Hybrid ARM (3/1 ARM, 5/1 ARM, 7/1 ARM)

These increasingly popular ARMS -also called 3/1, 5/1, or 7/1 -can offer the best of both worlds. A lower interest rates (like ARMs) and a fixed payment for a longer period of time than most adjustable rate loans. For example, a "5/1 loan" has a fixed monthly payment and interest for the first five years and then turns into a traditional adjustable rate loan, based on then-current rates for the remaining 25 years. It's a good choice for people who expect to move or refinance, before or shortly after, the adjustment occurs.

· If you plan to stay in your home at least 7 years...
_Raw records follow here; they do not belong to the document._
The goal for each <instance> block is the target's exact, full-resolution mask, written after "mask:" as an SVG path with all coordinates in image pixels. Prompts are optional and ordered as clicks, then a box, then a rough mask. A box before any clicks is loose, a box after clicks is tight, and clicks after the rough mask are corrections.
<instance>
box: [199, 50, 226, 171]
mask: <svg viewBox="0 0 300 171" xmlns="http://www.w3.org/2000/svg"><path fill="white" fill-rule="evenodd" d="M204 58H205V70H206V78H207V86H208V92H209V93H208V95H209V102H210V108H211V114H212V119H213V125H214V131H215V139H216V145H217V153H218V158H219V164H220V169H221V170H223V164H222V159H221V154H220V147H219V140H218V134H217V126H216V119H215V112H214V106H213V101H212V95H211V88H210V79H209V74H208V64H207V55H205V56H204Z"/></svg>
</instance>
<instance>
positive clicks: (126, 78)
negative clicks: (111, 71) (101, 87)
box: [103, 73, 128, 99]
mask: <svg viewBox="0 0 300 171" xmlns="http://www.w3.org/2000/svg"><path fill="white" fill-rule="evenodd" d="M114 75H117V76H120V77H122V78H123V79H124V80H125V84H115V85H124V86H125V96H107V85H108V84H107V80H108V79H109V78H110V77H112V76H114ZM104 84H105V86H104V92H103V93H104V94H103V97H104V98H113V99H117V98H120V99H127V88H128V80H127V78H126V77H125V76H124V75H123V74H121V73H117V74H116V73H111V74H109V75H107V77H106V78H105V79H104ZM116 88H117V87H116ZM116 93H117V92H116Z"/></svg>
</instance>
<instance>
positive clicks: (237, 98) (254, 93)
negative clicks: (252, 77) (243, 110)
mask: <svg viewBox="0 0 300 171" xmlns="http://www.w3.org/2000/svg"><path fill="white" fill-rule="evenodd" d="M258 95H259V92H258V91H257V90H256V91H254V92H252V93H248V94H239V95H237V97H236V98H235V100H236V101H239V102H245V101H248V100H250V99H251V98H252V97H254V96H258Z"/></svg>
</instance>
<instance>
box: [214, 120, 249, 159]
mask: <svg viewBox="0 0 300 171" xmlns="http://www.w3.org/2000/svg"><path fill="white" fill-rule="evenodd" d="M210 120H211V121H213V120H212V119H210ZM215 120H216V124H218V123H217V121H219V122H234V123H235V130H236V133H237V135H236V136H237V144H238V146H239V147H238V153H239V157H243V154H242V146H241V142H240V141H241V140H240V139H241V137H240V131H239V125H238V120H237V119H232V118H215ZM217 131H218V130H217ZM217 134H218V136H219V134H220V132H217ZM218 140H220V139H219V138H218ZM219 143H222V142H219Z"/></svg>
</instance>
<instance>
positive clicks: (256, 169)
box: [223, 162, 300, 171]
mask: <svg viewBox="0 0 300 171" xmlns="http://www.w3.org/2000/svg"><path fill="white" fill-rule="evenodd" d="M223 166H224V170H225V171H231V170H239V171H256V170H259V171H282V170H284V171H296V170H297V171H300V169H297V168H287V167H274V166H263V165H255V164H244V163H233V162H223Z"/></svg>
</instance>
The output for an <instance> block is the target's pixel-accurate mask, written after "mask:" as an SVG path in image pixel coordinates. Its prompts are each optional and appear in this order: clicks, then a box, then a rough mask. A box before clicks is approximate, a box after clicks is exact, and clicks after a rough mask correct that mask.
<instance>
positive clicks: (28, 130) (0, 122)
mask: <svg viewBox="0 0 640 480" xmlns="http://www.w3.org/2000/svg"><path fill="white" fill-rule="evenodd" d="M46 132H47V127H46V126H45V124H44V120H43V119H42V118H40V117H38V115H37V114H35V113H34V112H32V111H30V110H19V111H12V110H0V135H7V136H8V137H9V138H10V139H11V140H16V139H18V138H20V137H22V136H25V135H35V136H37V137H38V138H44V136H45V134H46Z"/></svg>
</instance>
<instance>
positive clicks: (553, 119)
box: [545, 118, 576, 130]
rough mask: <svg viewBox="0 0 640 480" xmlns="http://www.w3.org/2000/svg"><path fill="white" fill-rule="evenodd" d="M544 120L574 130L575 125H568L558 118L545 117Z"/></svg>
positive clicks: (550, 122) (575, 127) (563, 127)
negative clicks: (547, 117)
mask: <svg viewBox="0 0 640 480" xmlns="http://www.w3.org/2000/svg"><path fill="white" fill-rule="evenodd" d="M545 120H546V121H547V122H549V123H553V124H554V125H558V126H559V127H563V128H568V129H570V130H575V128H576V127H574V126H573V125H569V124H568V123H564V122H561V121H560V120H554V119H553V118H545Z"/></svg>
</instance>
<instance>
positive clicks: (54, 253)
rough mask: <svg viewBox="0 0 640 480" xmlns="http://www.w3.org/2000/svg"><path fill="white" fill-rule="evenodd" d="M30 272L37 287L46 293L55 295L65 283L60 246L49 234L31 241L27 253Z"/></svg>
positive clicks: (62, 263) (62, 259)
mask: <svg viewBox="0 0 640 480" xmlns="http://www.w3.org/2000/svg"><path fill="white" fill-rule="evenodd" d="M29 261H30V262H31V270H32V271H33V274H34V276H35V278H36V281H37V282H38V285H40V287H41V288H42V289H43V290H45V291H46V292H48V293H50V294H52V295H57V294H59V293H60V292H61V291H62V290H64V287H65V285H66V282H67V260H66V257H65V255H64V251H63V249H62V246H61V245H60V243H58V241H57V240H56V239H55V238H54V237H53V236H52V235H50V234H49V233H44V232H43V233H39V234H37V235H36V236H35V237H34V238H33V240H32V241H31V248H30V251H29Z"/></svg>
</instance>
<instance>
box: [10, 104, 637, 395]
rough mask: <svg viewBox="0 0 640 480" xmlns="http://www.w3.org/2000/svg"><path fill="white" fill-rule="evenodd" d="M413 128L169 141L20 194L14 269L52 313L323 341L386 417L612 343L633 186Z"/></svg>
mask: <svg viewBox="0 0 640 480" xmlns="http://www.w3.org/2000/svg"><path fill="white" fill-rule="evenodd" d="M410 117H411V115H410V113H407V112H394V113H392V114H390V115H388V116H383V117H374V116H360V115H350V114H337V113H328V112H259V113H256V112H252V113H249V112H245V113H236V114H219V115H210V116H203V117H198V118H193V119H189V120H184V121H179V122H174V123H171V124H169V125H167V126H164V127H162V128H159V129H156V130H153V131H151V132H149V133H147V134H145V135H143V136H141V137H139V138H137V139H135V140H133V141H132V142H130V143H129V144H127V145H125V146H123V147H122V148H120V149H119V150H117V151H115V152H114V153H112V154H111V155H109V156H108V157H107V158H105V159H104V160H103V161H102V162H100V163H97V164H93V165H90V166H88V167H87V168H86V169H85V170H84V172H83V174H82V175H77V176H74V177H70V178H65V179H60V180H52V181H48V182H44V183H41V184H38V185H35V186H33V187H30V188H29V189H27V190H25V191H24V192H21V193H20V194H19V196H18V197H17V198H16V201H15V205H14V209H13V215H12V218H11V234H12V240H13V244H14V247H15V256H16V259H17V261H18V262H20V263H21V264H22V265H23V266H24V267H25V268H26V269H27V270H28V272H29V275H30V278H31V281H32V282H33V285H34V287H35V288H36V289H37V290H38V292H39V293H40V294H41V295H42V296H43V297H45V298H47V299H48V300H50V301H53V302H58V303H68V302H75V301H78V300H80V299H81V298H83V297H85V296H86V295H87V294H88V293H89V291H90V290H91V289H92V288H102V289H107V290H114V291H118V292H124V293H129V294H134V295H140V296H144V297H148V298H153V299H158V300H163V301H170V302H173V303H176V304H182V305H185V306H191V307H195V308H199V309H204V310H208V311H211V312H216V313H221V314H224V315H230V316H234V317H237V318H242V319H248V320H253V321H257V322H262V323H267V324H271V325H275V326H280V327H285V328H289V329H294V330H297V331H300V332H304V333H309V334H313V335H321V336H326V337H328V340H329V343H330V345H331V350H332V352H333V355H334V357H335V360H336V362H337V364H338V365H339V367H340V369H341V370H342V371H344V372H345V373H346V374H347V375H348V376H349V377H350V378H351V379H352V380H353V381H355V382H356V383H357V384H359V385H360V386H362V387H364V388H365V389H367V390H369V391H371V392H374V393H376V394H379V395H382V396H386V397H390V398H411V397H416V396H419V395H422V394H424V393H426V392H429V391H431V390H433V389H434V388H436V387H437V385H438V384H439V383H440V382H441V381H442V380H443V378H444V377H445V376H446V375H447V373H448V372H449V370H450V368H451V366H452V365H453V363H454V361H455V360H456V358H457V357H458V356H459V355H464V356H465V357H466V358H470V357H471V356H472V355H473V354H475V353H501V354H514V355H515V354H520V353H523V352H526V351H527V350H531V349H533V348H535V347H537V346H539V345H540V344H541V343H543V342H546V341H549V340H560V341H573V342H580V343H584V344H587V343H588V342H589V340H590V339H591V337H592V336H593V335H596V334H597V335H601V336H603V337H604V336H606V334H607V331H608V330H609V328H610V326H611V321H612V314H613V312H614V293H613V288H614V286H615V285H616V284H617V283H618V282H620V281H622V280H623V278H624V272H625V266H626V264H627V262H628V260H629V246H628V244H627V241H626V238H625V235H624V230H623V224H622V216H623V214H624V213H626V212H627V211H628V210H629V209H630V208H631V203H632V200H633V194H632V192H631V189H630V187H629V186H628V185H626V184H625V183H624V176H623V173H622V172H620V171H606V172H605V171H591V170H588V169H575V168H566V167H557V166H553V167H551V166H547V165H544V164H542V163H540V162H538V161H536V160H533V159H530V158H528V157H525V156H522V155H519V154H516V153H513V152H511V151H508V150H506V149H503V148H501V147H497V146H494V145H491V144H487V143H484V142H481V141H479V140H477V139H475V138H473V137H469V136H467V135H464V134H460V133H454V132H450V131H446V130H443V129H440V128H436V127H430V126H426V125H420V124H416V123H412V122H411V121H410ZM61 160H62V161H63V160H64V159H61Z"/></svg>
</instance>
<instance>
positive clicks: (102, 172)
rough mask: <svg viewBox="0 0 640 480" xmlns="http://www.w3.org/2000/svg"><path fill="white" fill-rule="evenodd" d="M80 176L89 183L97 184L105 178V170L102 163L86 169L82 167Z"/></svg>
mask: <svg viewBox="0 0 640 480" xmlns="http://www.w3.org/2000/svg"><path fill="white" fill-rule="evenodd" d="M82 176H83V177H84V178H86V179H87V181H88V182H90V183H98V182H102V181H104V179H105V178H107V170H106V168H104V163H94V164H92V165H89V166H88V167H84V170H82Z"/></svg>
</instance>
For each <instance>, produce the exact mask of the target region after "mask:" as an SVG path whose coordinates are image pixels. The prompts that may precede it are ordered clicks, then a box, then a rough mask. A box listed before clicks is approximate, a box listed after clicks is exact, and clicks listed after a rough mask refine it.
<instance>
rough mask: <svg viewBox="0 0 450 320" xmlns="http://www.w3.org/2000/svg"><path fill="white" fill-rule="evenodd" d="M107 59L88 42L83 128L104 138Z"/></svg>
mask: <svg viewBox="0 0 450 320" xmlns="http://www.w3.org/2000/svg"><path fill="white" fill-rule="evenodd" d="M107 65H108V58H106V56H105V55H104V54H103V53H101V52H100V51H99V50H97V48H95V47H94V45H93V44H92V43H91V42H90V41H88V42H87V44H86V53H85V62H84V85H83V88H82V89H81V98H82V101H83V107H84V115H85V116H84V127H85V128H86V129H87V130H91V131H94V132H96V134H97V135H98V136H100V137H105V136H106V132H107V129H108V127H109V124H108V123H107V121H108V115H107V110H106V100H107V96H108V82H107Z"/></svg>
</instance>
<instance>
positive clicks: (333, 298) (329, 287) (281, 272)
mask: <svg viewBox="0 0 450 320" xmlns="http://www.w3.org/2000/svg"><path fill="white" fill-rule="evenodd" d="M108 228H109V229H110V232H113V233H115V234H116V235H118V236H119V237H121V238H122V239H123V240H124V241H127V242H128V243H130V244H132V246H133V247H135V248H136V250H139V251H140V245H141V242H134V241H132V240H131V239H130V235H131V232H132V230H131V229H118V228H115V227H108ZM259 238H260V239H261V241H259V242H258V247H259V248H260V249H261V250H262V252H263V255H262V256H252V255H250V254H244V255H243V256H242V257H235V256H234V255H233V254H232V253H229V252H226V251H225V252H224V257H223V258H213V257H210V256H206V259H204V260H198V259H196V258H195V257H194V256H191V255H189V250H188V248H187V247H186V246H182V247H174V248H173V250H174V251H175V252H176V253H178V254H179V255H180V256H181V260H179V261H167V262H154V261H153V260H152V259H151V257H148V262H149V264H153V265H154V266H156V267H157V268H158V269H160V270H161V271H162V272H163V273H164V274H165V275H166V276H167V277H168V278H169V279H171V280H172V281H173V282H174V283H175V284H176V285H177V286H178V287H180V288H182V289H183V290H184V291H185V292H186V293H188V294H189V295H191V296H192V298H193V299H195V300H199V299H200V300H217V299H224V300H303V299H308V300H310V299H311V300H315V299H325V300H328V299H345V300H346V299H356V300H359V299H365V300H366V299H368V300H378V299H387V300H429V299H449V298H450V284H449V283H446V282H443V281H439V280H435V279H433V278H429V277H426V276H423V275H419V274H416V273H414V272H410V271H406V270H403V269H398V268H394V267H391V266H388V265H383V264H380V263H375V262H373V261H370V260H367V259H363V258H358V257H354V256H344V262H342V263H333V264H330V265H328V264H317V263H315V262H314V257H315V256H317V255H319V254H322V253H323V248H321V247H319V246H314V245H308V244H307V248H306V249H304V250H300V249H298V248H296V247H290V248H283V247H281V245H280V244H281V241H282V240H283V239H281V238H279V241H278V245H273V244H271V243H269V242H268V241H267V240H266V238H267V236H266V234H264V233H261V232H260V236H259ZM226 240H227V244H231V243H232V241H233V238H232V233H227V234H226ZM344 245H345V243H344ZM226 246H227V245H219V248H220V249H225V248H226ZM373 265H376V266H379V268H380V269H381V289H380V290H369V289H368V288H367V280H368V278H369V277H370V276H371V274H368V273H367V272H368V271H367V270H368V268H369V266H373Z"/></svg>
Thirty-Year Fixed Rate Mortgage

The traditional 30-year fixed rate mortgage has a constant interest rate and monthly payments that never change. This may be a good choice if you plan to stay in your home for seven years or longer. If you plan to move within seven years, adjustable rate loans are usually cheaper. As a rule of thumb, fixed rate loans may also be harder to qualify for than adjustable rate loans. When interest rates are low, fixed rate loans are generally not that much more expensive than adjustable rate mortgages and may be a better deal in the long run, because you can lock in the rate for the life of your loan.

Fifteen-Year Fixed Rate Mortgage

This loan is fully amortized over a 15-year period and features constant monthly payments. It offers all the advantages of the 30-year loan, plus a lower interest rate and you'll own your home twice as fast.

The disadvantage is that, with a 15 year loan, you commit to a higher monthly payment.

Many borrowers opt for a 30 year fixed rate loan and voluntarily make larger payments that will payoff their loan in 15 years. This is often a safer approach than committing to a higher monthly payment, since the interest rate difference isn't that great.

· If your income varies throughout the year... Negative Amortization (Neg. Am) Loan

This is a deferred interest loan that is very powerful and the most misunderstood program because of its many options. Basically, the lender allows the borrower to make monthly payments that are less than the accruing interest. Therefore, if the borrower chooses to make the minimum monthly payment, the loan balance will increase by the amount of interest not paid on the loan.

The power is in the borrower's ability to choose either making the full loan payment, the minimum payment, or any amount in between. If a borrower's income varies throughout the year (commissions, bonuses, etc.), the borrower can make the lesser payment during the "lean times", and make the higher payment when funds are readily available.